Six accused of killing UN workers want trial in West Timor

JAKARTA, Jan 23 (AFP) - Lawyers for six men charged with the killings of three UN aid workers in West Timor Tuesday called for the trials to be moved to the border town of Atambua, where the murders were committed.

"It is true that the laws stipulates that a court can move venue if the situation is not conducive, but the situation in Atambua is quite safe," lawyer Nikolay Abe told the North Jakarta district court.

He said a decree issued by the justice and human rights affairs minister on November 8, 2000, ordering the trial to be held in Jakarta and not in Atambua for security reasons was "not acceptable."

The North Jakarta court had no authority to try the cases, he argued.

The same argument was put before the two simultaneous trials being held here of five East Timorese and one West Timorese accused of the killings.
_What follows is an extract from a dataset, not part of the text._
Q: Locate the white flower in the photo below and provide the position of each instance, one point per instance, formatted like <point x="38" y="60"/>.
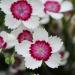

But the judges said a ruling on the venue could not be expected for two weeks, as the prosecution will have to respond to the request when the twin trials resume next Tuesday.

The six are charged with manslaughter or violence leading to the death of the UNHCR staffers -- an American, a Croatian and an Ethiopian -- whose brutal killings in September sparked an international outcry.

The UN Security Council has demanded that the perpetrators of the attack on the office of the UN High Commissioner for Refugees (UNHCR) in the West Timor border town of Atambua to be brought to justice.

In the hearing of the first trial, the court heard the defence plea for East Timorese Xisto Pereira, 26, Serafin Ximenes, 26 and Joao Martins, 27, all accused of violence leading to the death of a person or persons -- a charge carrying up to 12 years in jail.

In the hearing of the second trial, West Timorese entrepreneur Julius Naisama, 30, and East Timorese farmers Jose Fransisco, 35 and Joao Alves da Cruz, 26, are charged with manslaughter -- carrying up to 15 years in jail.

The September attack led to the pullout of all foreign humanitarian workers from West Timor where more than 300,000 East Timorese sought refuge from the pro-Jakarta militia violence which erupted in East Timor in September 1999 after the people there voted overwhelmingly for independence from Indonesia.

All six defendants were among the mob which forced their way into the UNHCR office in Atambua, attacked the UN staff, hacked them to death and burned their bodies, prosecutors have said.

Abe also denounced the charges as vague and imprecise, citing the accusation that one of the defendants, Fransisco, stabbed his victim "more than once."